I have a dear friend from college who belongs to a different religious tradition. Though we believe different things and practice different religions, we’ve always liked each other, in part I think, because we respected that the other took their faith seriously. It’s been over 20 years and we are still talking about our faith with each other, and recently we were talking about the difficulty of being faithful in this hard world. He asked me if there was anything that kept me coming back, and I said, “Well, I mean, I heard God speak.” His response was similar: I love that that happened to you. I wish it would happen to me.
I don’t know why these things have happened to me, and not everyone else. Those who have confessed to similar experiences have been comforting in the moment, but it’s the people who have not had them that rattle me. Because I know these people and I am not better or smarter or stronger or more faithful than them.
What’s more, it’s this sort of inconsistency to which skeptics point when they are saying why they don’t believe: Any person can add 1 to 1 and get 2. Anyone can put water in a freezer and make it into ice. Anyone can recognize life is life and death is death. These things are consistent and reproducible. But you say God spoke to you and nobody else heard it? And you can’t make God speak again by going the same place and doing the same thing? Unprovable. You say you spoke with a deceased relative in a dream? Unreasonable.
It is strange what we feel the need to prove.
When we think about why someone loves us, we feel the need to prove we’ve earned it. We haven’t. You can’t earn love. But we want to prove it just the same.
You cannot prove anything about love. You cannot prove that you love anyone. You cannot prove that they love you. But when you are in the midst of being loving or being loved, proving it doesn’t matter at all. You’re too busy experiencing it.
I think, for my own sake, I need to rest here a little longer in this understanding: That the things that matter so deeply to my heart and to my life – it’s not just that I can’t prove them – it’s that proving them isn’t the point. The experience is the point. Experiencing love is more important than proving it. When I am hungry, I don’t want to prove I’m hungry. I want to eat.

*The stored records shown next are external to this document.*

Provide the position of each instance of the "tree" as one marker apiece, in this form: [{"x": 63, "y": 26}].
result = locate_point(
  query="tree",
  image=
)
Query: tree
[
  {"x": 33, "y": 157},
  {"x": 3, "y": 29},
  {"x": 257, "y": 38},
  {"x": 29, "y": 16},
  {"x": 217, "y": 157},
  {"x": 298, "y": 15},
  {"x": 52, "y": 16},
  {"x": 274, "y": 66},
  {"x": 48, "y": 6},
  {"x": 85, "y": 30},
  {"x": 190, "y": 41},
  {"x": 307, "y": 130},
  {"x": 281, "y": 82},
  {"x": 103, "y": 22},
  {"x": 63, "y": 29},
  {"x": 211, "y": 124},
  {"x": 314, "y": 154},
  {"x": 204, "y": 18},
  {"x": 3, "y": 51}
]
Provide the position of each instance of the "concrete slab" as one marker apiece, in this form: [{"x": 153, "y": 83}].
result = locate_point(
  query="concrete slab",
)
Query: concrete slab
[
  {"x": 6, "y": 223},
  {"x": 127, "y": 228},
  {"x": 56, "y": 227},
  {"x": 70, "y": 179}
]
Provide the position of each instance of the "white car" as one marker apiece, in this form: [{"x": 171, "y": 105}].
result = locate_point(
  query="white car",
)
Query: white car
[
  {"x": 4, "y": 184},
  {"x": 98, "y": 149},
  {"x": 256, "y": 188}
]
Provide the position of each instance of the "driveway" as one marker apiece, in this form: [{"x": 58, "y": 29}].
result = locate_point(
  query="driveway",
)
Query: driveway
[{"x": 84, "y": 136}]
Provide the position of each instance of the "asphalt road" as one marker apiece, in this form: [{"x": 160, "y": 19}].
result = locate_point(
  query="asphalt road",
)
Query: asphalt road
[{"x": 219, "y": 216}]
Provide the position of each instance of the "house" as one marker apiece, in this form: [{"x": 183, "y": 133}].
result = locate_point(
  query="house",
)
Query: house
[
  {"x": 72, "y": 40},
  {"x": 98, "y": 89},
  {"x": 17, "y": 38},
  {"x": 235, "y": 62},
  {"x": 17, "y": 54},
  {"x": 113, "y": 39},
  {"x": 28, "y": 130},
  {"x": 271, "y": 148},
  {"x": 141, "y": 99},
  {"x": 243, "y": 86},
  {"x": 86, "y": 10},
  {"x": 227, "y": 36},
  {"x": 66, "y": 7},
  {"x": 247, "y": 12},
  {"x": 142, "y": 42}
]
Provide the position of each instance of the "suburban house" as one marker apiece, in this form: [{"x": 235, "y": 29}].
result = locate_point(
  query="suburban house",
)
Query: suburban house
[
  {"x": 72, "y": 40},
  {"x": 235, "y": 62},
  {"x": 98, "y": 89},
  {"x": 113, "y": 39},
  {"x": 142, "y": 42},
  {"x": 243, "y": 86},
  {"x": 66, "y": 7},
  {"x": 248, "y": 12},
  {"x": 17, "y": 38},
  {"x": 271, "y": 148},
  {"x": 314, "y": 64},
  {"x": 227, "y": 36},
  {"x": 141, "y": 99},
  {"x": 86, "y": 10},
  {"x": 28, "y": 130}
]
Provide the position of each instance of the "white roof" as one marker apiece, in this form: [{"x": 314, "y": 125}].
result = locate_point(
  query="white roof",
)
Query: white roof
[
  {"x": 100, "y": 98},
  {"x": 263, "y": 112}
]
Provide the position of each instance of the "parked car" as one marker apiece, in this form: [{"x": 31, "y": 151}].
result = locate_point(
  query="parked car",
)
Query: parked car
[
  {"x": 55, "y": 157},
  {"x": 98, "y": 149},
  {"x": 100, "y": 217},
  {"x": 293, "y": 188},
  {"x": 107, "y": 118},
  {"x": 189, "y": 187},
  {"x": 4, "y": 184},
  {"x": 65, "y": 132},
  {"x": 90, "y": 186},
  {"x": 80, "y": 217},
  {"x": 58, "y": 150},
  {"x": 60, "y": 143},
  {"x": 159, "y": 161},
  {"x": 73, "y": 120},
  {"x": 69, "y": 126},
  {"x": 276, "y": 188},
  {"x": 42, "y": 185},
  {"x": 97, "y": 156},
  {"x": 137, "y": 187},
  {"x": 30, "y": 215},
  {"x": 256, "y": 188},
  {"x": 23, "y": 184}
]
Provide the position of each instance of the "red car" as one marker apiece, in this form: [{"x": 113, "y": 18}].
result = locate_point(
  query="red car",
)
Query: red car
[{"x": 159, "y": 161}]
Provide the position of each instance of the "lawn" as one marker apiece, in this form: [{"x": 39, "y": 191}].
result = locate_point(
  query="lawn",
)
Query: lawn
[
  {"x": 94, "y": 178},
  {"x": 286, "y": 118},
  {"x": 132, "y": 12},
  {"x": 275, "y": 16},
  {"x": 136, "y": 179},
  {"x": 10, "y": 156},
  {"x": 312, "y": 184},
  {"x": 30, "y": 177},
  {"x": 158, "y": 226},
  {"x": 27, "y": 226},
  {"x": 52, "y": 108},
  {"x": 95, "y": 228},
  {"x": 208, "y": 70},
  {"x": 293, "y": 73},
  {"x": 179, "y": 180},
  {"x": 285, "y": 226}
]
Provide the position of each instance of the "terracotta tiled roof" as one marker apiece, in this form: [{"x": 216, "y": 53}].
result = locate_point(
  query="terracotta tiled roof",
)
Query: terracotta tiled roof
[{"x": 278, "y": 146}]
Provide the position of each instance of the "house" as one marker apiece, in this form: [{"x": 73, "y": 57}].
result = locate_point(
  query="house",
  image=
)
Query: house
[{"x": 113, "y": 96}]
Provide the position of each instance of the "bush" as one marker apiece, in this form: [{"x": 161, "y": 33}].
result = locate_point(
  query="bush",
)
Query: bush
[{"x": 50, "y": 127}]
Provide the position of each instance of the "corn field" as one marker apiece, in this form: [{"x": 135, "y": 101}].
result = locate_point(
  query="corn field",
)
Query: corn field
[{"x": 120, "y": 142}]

Maybe you have heard something you’d call God’s voice. Maybe you haven’t. Maybe a deceased loved one has reached out to you. Maybe they haven’t. But I’m willing to bet you have had a mystical experience. Because you have known love. Which means you have experienced the joy of the unprovable thing. To love is to be a mystic. To be loved is to be the subject of divine intervention.
And while consciously we may obsess over proving the things that matter, our lives are transformed by the unprovable.
When I say I have been transformed by unprovable things, you might get the idea that I had some revelation and started living differently immediately. I was lost and now I’m found, I was blind and now I see. But that is not true. These moments of realization seeped into me, bothered me, shook me, and then I spent a lot of time in the aftermath being the same person I was before – with one fundamental difference: I chose to trust that my experience was real and then live as if it were true. Ok, I’ve heard God’s voice. What does it look like to live as if God is real? Ok, someone I love communicated to me after they died. What does it look like to live as if there is life after death?
It is in the seeking to live as if that I find myself seeing the world differently. And I call this transformation.
Of all the unprovable things, the one that has caused the most transformation is love. At some point in this mystical life I came to believe that God is love. What’s more, I came to believe that you and I were created out of the abundance of God’s love. That we were made from love and for love. Nothing transforms me more than trying to live as if this is true.